I believe your point is that rights are what society defines them as at any point in history, not unchanging philosophical truths. Is this correct? This seems to be the core question as to what type of organizational system society should follow.
I would argue that the right to your property has always existed. When society has taken property rights away, it was theft then and theft now. Except now it is recognized as such. Not recognizing theft as theft doesn't mean it's not theft. But to your point that I believe you were trying to fish out: I cannot prove this.

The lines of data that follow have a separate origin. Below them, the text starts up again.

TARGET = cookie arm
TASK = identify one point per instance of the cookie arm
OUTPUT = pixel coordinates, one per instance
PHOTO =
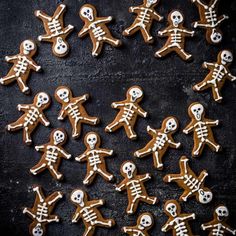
(121, 186)
(83, 31)
(76, 216)
(43, 120)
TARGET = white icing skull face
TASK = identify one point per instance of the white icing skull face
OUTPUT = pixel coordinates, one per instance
(37, 230)
(60, 47)
(226, 57)
(42, 99)
(92, 140)
(171, 125)
(145, 221)
(129, 168)
(176, 18)
(28, 46)
(150, 2)
(197, 110)
(87, 13)
(63, 94)
(205, 196)
(216, 36)
(58, 137)
(135, 93)
(172, 209)
(222, 213)
(78, 197)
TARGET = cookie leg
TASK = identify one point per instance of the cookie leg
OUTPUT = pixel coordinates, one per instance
(7, 79)
(22, 85)
(103, 172)
(39, 167)
(89, 177)
(97, 48)
(130, 132)
(212, 144)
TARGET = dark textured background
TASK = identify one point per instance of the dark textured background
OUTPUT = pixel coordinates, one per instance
(167, 86)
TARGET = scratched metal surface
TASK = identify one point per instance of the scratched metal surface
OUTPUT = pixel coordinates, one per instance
(167, 86)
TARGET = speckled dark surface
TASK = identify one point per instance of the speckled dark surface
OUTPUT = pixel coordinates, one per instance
(167, 86)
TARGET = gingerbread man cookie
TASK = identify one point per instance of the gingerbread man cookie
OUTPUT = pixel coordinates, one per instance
(218, 225)
(176, 34)
(144, 223)
(56, 33)
(177, 222)
(96, 27)
(33, 115)
(129, 111)
(219, 73)
(41, 212)
(88, 212)
(209, 20)
(94, 156)
(52, 154)
(23, 63)
(145, 15)
(161, 141)
(201, 128)
(134, 184)
(192, 185)
(74, 109)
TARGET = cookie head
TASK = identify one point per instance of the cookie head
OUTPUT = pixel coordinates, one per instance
(196, 111)
(60, 47)
(58, 136)
(221, 213)
(150, 3)
(92, 140)
(42, 100)
(225, 57)
(145, 221)
(134, 94)
(128, 169)
(176, 18)
(204, 195)
(215, 36)
(63, 94)
(88, 13)
(79, 197)
(172, 208)
(37, 230)
(170, 124)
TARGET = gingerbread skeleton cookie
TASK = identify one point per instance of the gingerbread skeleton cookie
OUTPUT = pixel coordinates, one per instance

Why can't I? Because society has to prioritize the rights of the individual. Limit some rights to protect others. Most obviously, you cannot yell "FIRE" in a theatre. The question is, put simply: at what cost do we protect these individual rights? When is exercising your right at the expense of another's right allowed and when isn't it allowed? The right to life vs property. Do my starving neighbors have the right to life? Isn't that a priority over my right to property? Or do they only have the right to the opportunity of life? Is my owning property directly causing their death? If not, do they have the right to my property to save their life? Or did they give up the right to life by not taking advantage of opportunity?

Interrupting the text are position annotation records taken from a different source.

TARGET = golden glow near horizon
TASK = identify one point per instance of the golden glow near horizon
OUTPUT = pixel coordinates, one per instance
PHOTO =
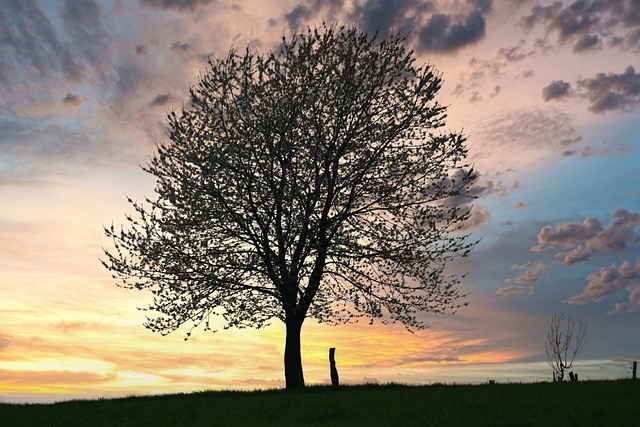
(552, 126)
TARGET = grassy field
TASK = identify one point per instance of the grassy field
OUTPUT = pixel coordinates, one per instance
(585, 403)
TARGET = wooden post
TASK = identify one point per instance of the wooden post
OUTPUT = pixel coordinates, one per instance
(335, 382)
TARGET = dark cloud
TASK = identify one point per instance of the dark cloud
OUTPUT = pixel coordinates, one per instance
(584, 23)
(177, 5)
(83, 22)
(72, 100)
(557, 89)
(436, 29)
(443, 33)
(298, 16)
(610, 280)
(609, 92)
(31, 48)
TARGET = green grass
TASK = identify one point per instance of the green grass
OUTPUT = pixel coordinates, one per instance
(585, 403)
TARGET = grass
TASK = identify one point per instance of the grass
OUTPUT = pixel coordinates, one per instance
(585, 403)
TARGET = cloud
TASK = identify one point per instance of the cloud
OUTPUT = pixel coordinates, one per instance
(31, 47)
(479, 215)
(557, 89)
(529, 276)
(579, 254)
(515, 290)
(610, 280)
(184, 47)
(610, 92)
(176, 5)
(515, 53)
(160, 100)
(590, 234)
(585, 23)
(529, 129)
(72, 100)
(70, 326)
(434, 27)
(446, 33)
(587, 42)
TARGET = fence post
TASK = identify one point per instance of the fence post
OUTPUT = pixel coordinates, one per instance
(335, 382)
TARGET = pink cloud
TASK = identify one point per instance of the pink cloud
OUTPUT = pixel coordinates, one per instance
(609, 280)
(579, 254)
(531, 274)
(515, 290)
(581, 238)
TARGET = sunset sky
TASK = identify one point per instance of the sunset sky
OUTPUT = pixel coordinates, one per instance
(548, 93)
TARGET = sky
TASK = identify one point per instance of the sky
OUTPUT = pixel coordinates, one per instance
(548, 93)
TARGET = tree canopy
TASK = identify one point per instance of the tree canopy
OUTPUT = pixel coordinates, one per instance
(310, 181)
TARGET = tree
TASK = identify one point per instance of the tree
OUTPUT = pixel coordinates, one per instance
(565, 340)
(305, 182)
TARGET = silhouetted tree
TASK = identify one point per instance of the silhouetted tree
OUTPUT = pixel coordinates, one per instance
(305, 182)
(566, 338)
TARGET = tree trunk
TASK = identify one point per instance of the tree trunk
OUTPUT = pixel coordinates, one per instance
(292, 359)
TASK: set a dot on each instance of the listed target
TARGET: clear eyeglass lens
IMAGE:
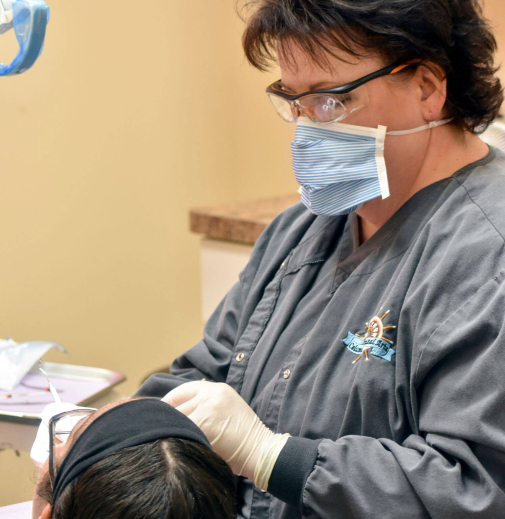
(322, 108)
(64, 425)
(283, 108)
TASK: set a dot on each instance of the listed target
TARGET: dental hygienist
(356, 370)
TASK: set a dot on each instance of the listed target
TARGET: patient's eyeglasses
(60, 428)
(328, 104)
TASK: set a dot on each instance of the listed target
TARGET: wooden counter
(240, 222)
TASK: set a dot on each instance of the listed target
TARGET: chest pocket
(328, 395)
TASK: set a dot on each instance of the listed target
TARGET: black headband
(128, 424)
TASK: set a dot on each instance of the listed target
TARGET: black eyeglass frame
(52, 425)
(342, 89)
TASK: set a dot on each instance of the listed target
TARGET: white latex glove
(231, 426)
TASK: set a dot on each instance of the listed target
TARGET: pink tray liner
(71, 391)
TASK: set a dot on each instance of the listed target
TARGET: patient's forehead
(86, 422)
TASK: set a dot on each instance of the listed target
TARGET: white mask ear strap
(433, 124)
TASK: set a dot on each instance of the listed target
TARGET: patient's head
(173, 476)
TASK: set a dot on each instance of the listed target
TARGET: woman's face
(398, 102)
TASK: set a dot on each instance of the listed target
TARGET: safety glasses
(328, 104)
(60, 428)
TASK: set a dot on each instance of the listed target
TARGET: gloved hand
(231, 426)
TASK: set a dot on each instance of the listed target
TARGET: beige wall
(135, 113)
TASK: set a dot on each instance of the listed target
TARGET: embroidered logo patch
(372, 341)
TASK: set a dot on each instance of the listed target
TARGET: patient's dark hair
(452, 34)
(165, 479)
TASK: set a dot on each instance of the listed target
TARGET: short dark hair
(452, 34)
(164, 479)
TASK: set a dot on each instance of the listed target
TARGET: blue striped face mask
(339, 166)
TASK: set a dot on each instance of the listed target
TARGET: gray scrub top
(416, 430)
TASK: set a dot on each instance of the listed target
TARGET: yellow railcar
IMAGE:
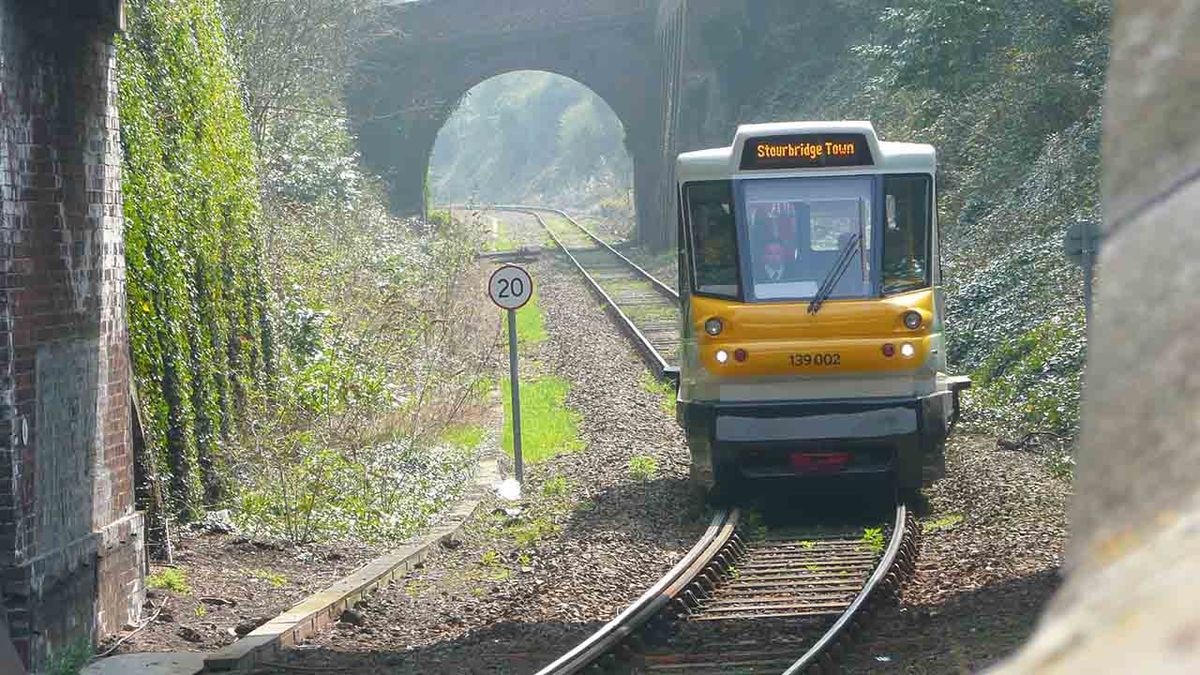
(811, 308)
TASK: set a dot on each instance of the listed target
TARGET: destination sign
(807, 150)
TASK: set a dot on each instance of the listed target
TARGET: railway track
(744, 599)
(747, 602)
(646, 308)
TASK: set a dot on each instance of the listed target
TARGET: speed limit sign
(510, 287)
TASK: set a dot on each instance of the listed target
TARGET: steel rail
(717, 536)
(881, 572)
(655, 358)
(659, 285)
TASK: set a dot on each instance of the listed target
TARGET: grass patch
(664, 390)
(466, 436)
(945, 523)
(555, 488)
(273, 578)
(547, 426)
(169, 579)
(71, 658)
(503, 239)
(873, 539)
(642, 467)
(533, 531)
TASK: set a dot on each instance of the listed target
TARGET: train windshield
(808, 233)
(907, 202)
(714, 238)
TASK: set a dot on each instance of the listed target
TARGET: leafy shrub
(199, 330)
(169, 579)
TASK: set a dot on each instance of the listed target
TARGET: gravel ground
(237, 584)
(588, 539)
(527, 585)
(989, 562)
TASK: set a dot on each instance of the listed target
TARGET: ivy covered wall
(199, 333)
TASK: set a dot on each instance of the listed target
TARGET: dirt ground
(535, 577)
(233, 585)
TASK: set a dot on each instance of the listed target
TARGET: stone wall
(1129, 603)
(71, 549)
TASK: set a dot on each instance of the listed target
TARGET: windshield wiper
(834, 275)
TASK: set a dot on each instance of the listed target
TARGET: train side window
(714, 238)
(907, 202)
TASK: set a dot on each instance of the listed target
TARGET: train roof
(726, 162)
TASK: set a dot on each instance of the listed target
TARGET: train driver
(774, 263)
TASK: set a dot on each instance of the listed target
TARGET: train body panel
(811, 326)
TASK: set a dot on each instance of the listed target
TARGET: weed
(71, 658)
(528, 533)
(274, 578)
(547, 425)
(169, 579)
(873, 539)
(664, 390)
(557, 487)
(755, 524)
(642, 467)
(1062, 465)
(467, 436)
(945, 523)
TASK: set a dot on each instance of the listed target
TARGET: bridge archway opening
(534, 137)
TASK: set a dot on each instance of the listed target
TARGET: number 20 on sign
(510, 288)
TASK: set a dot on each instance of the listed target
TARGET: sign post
(510, 288)
(1081, 244)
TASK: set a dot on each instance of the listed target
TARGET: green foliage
(665, 392)
(273, 578)
(531, 532)
(642, 467)
(873, 539)
(945, 523)
(1032, 380)
(384, 356)
(556, 488)
(71, 658)
(465, 436)
(198, 326)
(1009, 94)
(528, 137)
(547, 425)
(169, 579)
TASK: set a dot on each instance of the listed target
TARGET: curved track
(645, 308)
(780, 602)
(742, 599)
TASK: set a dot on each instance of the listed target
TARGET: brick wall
(71, 549)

If I am correct and these rights do exist in reality, then society must answer these very difficult questions. If you are correct and the rights do not actually exist, then we are best served as a slave to society as a whole. But it needs to be organized. And only the emotional man can organize society. With greed and power, the men organizing will inevitably corrupt. So without knowing absolutely who is right between the two of us, where is man better served? A guaranteed slavery? Or freedom potentially at the cost of other freedoms? Look at the best case of both, admit your best case isn't truly possible given the nature of man and proceed from there.